Federal politicians have demanded South African authorities take action against an aircraft maintenance company at the centre of a crash that killed three West Australians 8 1/2 years ago.
In an unusual move, WA Labor frontbencher Gary Gray and WA Liberal MP Judi Moylan have criticised the South African investigation into the company, warning more people could die if safety standards were not enforced.
Justine Watters and husband Matthew, both 26, and Matthew's mother Shirley, 58, all from Darlington, died in a light plane crash near Victoria Falls on September 9, 2004.
Also killed were their friends from Britain, Justin and Rebecca Ward, and Canadian pilot Mike Channer.
The group was on a two-week holiday in Zambia and on the way to view Victoria Falls when the propeller of the Cessna 210 fell off while the aircraft was at 8000ft.

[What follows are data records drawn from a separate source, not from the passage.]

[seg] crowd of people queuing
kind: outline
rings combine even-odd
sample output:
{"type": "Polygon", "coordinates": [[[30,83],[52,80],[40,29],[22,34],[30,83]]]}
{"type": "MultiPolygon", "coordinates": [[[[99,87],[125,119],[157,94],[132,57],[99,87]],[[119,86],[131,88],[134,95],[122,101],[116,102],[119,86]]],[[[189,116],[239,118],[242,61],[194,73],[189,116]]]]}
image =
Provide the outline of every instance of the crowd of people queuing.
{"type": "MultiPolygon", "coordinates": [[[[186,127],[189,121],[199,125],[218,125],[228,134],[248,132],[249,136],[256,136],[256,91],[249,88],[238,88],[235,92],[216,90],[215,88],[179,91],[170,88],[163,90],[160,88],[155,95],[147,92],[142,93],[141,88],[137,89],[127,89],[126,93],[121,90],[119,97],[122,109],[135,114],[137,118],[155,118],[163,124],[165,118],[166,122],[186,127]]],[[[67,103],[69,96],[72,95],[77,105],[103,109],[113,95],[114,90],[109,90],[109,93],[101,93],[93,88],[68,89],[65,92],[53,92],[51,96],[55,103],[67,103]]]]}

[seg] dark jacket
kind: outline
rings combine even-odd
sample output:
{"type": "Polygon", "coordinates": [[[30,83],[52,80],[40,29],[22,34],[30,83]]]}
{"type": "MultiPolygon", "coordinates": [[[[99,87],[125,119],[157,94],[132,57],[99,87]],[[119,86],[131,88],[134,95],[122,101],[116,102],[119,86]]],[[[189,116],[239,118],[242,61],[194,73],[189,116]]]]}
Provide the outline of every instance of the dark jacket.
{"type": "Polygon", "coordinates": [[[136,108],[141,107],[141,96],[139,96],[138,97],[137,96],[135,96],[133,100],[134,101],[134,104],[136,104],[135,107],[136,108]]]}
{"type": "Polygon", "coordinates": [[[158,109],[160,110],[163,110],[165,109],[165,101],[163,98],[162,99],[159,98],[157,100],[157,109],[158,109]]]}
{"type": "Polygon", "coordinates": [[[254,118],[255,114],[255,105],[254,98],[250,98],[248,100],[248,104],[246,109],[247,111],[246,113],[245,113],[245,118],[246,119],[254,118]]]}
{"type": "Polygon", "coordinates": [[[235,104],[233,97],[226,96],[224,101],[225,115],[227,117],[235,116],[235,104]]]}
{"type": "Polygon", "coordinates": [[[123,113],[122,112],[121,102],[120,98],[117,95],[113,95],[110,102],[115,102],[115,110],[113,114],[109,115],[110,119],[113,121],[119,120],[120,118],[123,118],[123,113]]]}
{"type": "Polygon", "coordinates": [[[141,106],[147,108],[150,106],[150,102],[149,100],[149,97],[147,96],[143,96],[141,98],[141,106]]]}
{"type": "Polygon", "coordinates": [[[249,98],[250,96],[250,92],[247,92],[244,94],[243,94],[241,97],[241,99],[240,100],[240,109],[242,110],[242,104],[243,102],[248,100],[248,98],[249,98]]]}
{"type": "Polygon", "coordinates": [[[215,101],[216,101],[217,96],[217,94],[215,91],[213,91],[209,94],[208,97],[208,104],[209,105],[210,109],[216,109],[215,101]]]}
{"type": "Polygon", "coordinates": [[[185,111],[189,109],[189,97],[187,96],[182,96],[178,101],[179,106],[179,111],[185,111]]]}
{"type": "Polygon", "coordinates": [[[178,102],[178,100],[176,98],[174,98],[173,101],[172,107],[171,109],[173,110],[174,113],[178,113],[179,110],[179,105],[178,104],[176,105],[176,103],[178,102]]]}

The pilot made an attempt to glide the aircraft to a safe landing, but oil splashed across the window and obscured his view and the plane crashed into trees, killing all aboard.
The plane was maintained in South Africa by Nelair and local air safety authorities promised the company would lose its licence and be barred from trading.

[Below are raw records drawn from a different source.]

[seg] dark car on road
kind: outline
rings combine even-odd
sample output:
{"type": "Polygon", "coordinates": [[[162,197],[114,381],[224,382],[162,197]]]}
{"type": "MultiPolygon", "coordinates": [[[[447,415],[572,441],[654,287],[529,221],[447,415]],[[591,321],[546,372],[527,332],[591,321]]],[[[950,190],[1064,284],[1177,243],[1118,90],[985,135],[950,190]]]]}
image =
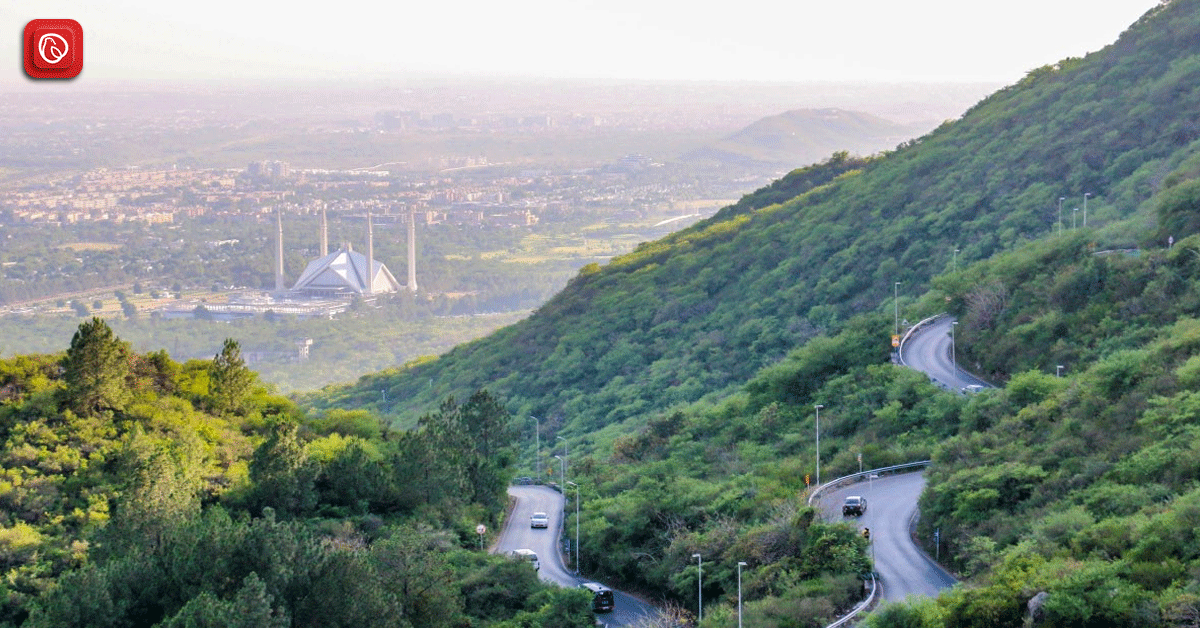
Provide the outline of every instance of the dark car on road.
{"type": "Polygon", "coordinates": [[[611,612],[617,605],[612,596],[612,590],[599,582],[583,582],[580,588],[592,593],[593,612],[611,612]]]}
{"type": "Polygon", "coordinates": [[[866,512],[866,497],[858,495],[851,495],[846,497],[846,501],[841,504],[842,516],[862,516],[866,512]]]}

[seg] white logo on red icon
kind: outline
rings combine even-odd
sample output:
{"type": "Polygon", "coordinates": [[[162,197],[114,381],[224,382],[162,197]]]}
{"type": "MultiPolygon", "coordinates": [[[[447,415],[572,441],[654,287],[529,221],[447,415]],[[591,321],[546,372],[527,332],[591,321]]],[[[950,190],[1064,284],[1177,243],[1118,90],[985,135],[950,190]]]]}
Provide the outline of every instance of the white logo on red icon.
{"type": "Polygon", "coordinates": [[[37,40],[37,54],[50,65],[58,64],[67,55],[70,47],[66,37],[56,32],[47,32],[37,40]]]}

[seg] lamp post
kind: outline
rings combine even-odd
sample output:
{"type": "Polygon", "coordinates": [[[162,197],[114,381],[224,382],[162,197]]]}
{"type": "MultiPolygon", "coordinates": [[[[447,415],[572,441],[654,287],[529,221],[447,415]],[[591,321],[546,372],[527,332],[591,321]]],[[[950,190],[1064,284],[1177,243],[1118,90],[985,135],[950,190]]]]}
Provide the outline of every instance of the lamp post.
{"type": "Polygon", "coordinates": [[[900,335],[900,282],[896,281],[893,286],[892,303],[895,304],[896,310],[896,330],[895,334],[900,335]]]}
{"type": "Polygon", "coordinates": [[[575,486],[575,575],[580,575],[580,485],[568,482],[575,486]]]}
{"type": "Polygon", "coordinates": [[[538,484],[541,484],[541,421],[538,417],[533,414],[529,415],[533,419],[533,468],[534,477],[538,478],[538,484]]]}
{"type": "Polygon", "coordinates": [[[742,628],[742,568],[746,563],[738,562],[738,628],[742,628]]]}
{"type": "Polygon", "coordinates": [[[821,485],[821,408],[824,406],[817,403],[812,406],[817,411],[817,486],[821,485]]]}
{"type": "Polygon", "coordinates": [[[954,328],[956,328],[956,327],[959,327],[959,322],[958,321],[950,323],[950,366],[954,367],[955,384],[958,383],[958,378],[959,378],[958,349],[954,347],[954,328]]]}
{"type": "Polygon", "coordinates": [[[559,483],[559,486],[565,486],[565,482],[566,482],[566,438],[563,438],[562,436],[556,436],[554,438],[557,438],[559,441],[563,441],[563,457],[558,457],[558,456],[554,456],[554,457],[558,457],[558,461],[563,463],[563,476],[560,478],[562,482],[559,483]]]}

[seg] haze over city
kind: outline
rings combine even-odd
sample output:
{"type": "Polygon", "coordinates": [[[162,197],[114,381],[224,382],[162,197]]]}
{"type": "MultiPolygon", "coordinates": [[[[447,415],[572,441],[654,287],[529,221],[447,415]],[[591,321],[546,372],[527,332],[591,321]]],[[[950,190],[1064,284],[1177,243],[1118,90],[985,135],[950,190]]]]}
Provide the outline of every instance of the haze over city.
{"type": "MultiPolygon", "coordinates": [[[[70,17],[100,80],[386,79],[420,74],[682,80],[971,80],[1111,42],[1158,0],[953,0],[703,6],[678,0],[420,2],[320,10],[217,0],[17,0],[0,23],[70,17]]],[[[11,40],[16,46],[18,37],[11,40]]],[[[17,55],[13,54],[13,59],[17,55]]],[[[13,64],[5,89],[35,86],[13,64]]],[[[55,89],[54,85],[36,85],[55,89]]]]}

But Nelair is still operating and is thought to be one of the country's biggest maintenance operators.
It has been linked to at least two other major crashes since - with one incident also involving a propeller coming off a plane.
Mrs Watters' father Sam Morton has continued to pursue Nelair.
"This is about the natural progression of the truth," Mr Morton said. "I have got no axe to grind. It could be that there was no negligence here and it was just a tragic accident."
The South African investigation has been marred by delays and the mysterious loss of key files and evidence.
Mr Gray and Ms Moylan spoke in Parliament this week expressing their frustration at the lack of action against the company.
The South African High Commission said its Government was disappointed evidence related to the case had gone missing.